报告人简介
Susanna Schellenberg Distinguished Professor of Philosophy and Cognitive Science Rutgers University. Schellenberg's work focuses on a range of topics in philosophy of mind, epistemology, AI, and neuroscience, including perception, mental representation, consciousness, evidence, knowledge, capacities, imagination, perspectives, and self-representation.

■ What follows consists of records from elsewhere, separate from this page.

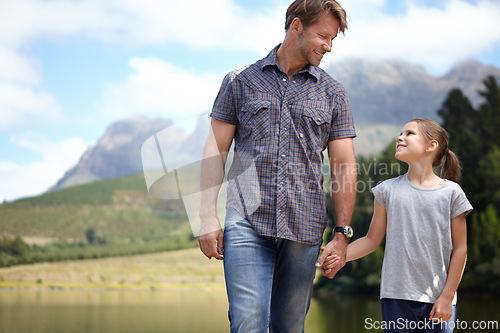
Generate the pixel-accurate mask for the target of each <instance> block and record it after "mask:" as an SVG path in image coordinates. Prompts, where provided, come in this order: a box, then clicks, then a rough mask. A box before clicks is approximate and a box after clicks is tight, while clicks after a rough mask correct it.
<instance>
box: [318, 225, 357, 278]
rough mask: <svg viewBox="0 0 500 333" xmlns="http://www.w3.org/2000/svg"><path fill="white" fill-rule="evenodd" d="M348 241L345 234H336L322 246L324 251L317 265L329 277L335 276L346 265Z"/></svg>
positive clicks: (320, 256)
mask: <svg viewBox="0 0 500 333" xmlns="http://www.w3.org/2000/svg"><path fill="white" fill-rule="evenodd" d="M348 242H349V240H348V239H347V238H346V237H345V236H344V235H342V234H336V235H335V237H334V238H333V240H332V241H330V243H328V244H327V245H326V246H322V247H321V251H323V253H322V254H321V255H320V256H319V258H318V260H317V261H316V267H321V273H322V274H323V275H324V276H326V277H327V278H329V279H331V278H333V277H334V276H335V274H337V272H338V271H339V270H340V269H341V268H342V267H344V266H345V263H346V253H347V243H348Z"/></svg>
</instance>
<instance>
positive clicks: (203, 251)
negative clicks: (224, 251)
mask: <svg viewBox="0 0 500 333" xmlns="http://www.w3.org/2000/svg"><path fill="white" fill-rule="evenodd" d="M198 243H199V244H200V249H201V252H203V254H205V256H207V258H208V259H212V258H215V259H217V260H222V259H223V258H224V257H223V255H224V233H223V232H222V229H221V227H220V224H219V220H218V219H217V218H215V220H214V219H211V220H210V221H203V220H202V228H201V230H200V236H199V237H198Z"/></svg>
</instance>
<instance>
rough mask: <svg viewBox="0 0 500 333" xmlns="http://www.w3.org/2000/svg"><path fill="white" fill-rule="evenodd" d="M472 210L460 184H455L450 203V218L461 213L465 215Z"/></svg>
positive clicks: (454, 216) (470, 211) (463, 191)
mask: <svg viewBox="0 0 500 333" xmlns="http://www.w3.org/2000/svg"><path fill="white" fill-rule="evenodd" d="M472 210H473V207H472V205H471V203H470V202H469V200H468V199H467V196H466V195H465V193H464V191H463V190H462V189H461V188H460V186H458V185H457V189H456V190H455V193H454V196H453V201H452V203H451V218H452V219H454V218H455V217H457V216H459V215H461V214H463V213H466V214H465V215H467V214H469V213H470V212H471V211H472Z"/></svg>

Schellenberg's current research is focused on issues at the intersection of AI, neuroscience, and philosophy funded by a Guggenheim Fellowship, a Mellon New Directions Fellowship, and a NEH Grant. She is working on a series of papers on the neural basis of perception and a book on subjective perspectives.
内容简介
We always have a perspective on our environment in the trivial sense that we occupy a position in the spacetime manifold and in the more substantial sense of having a set of cognitive, emotional, perceptual, and behavioral tools with which we navigate the world. Our perspective is the lens through which we process, organize, interpret, and respond to information from our environment, thereby navigating situations and interacting with others.Orthodoxy has it that an individual’s perspective changes only slowly over time. This orthodoxy goes back to Wright (1973) who argued that a perspective is a fixed point in intellectual space. It lives on today.I will challenge this gradualist orthodoxy. Natural and artificial systems have limited processing resources. Consequently, they activate, represent, and select only information pertinent to the situation or task at hand, filtering out information they can safely ignore. Consider Sam. She is both an academic and a runner. When she navigates her environment as an academic, her perspective is different than when she does so as a runner. Her preferences in her two modes diverge, as does what evidence she pays attention to, what questions she asks, and which of her many beliefs are most relevant to her. As I argue, her perspective changes because of a shift in which of her many self-concepts is activated. More generally, I argue that an individual’s perspective is anchored, and that this perspectival anchor can shift from moment to moment as she navigates her environment. Any such change in anchor will yield a shift in perspective. If this is right, then—contra the gradualist orthodoxy—a perspective is more than a mere fixed point in intellectual space that evolves only slowly over time. To set the stage, I will first specify two desiderata for an account of perspectives. I will then develop a view of perspectives and their anchors that satisfy these two desiderata.